The lemon cluster deals with the fate of emerging contaminants (ECs) present in the SS in the environment. Keywords such as pharmaceuticals, personal care products, organic contaminants, perfluoroalkyl substances, illicit drugs, microplastics, toxicity, antimicrobial/antibiotic resistance, antibiotic resistance genes, and biodegradation were included in the cluster. All the aforementioned keywords (except toxicity and biodegradation) are referred to as emerging contaminants (ECs). ECs are defined by the United States Geological Survey as any synthetic or naturally occurring chemical or microorganism that is not commonly monitored or regulated in the environment and has potentially known or suspected adverse ecological and human health impacts (U.S. Geological Survey, 2025). ECs possess characteristics such as environmental persistence, biotoxicity, and bioaccumulation (Li & Yuan, 2024). Wastewater treatment plants (WWTPs) are recognized as the primary source of ECs. EC residues can accumulate in sewage sludge and frequently persist through wastewater treatment procedures (Całus-Makowska et al., 2023). These materials may enter water supplies or the food chain through improper disposal or agricultural use, potentially negatively impacting human health with symptoms such as hormone imbalances and antibiotic resistance (Adelodun et al., 2022). A number of reactive intermediates or altered products, which may be more harmful than the parent molecule, are produced when pharmaceuticals and personal care products are not completely removed (Dubey et al., 2021). The presence of ECs in sewage sludge is of great concern due to its persistence and ecotoxicological effects on human health and the environment, consequently, the use of SS for land application is still a contentious matter (Tarpani et al., 2020). Biodegradation, sorption, and covalent bonding are the primary methods used to accomplish elimination in both the mesophilic and thermophilic phases. Improved treatment techniques, such as membrane filtration, activated carbon adsorption, and advanced oxidation, like heat hydrolysis, ozonation, and ultrasonication, may be effective in reducing resistant ECs levels in the sludge (Dubey et al., 2021). Additionally, the negative effects of SS on human health can be mitigated by implementing and enforcing robust management and disposal procedures (Grobelak et al., 2024).
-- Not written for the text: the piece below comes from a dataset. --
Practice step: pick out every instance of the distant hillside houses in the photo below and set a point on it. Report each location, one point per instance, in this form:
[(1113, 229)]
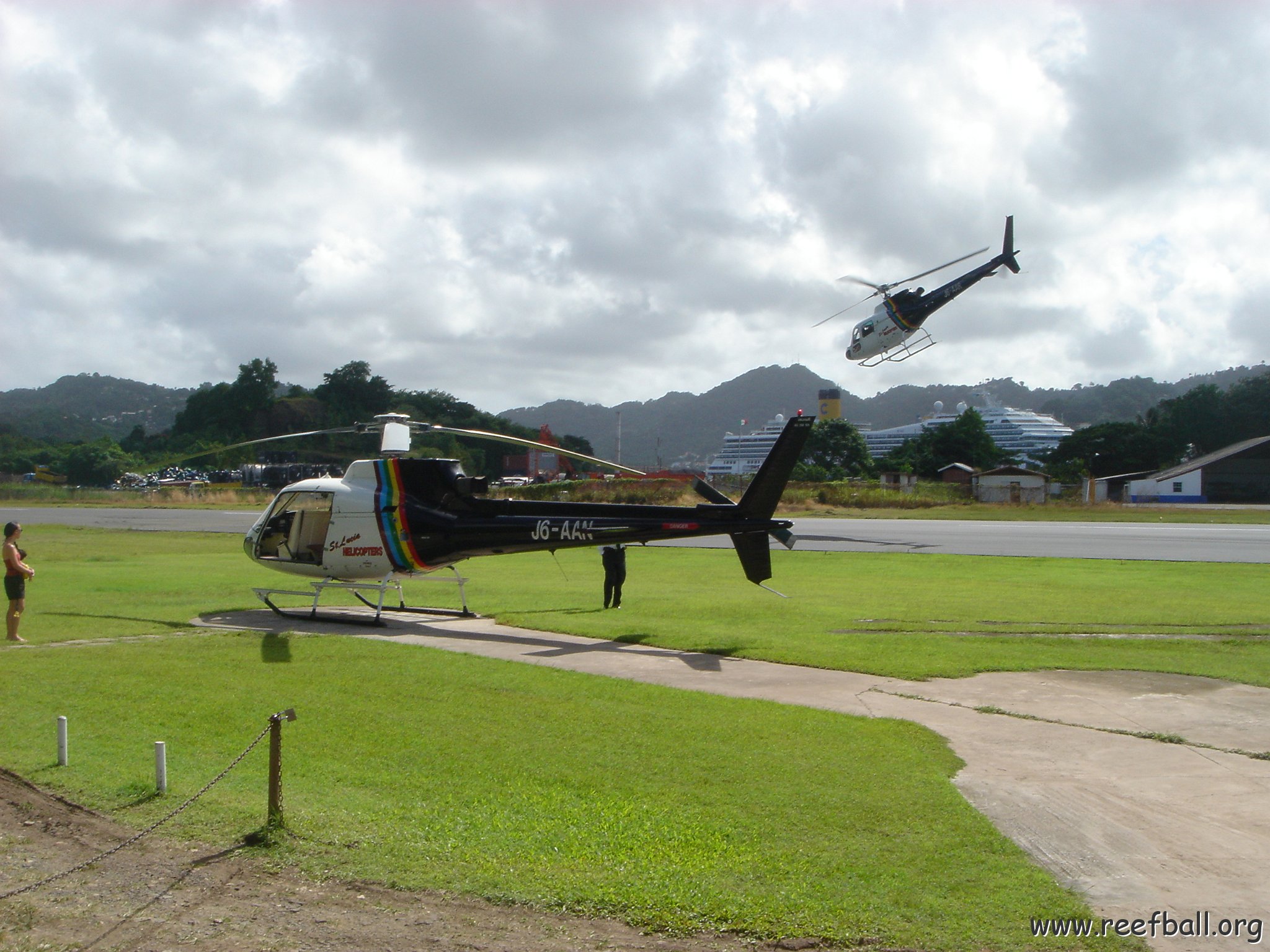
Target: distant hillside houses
[(1020, 433)]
The removal of dye(s) from sewage sludge

In this school of thought, terminologies such as decolorisation, dye(s), aqueous solution, removal, water, adsorption, equilibrium, nanoparticle, and azo-dye were commonly used by the authors (blue cluster). Environmentalists have long raised concerns about the concentration of organic dyes in wastewater. Industries, including those in the fabric, food, makeup, and paper sectors, are significant sources of organic dye pollution in water bodies, resulting in adverse effects on aquatic organisms (Bal & Thakur, 2022). Using coagulation-flocculation and adsorption processes, dyes in wastewater are concentrated in sludge. The adsorption process has gained popularity due to its cost-effectiveness in refining high-concentration dyes without generating by-products, and its potential for recovery and reuse (Bal & Thakur, 2022). Factors influencing dye removal include particle and pore size distribution, adsorption capacity, pore volume, and specific surface area of the adsorbent (Cao et al., 2024). Advanced oxidation processes like photocatalysis or electro-Fenton processes enhance the complete decolorization of dye in effluent (Al-Tohamy et al., 2022).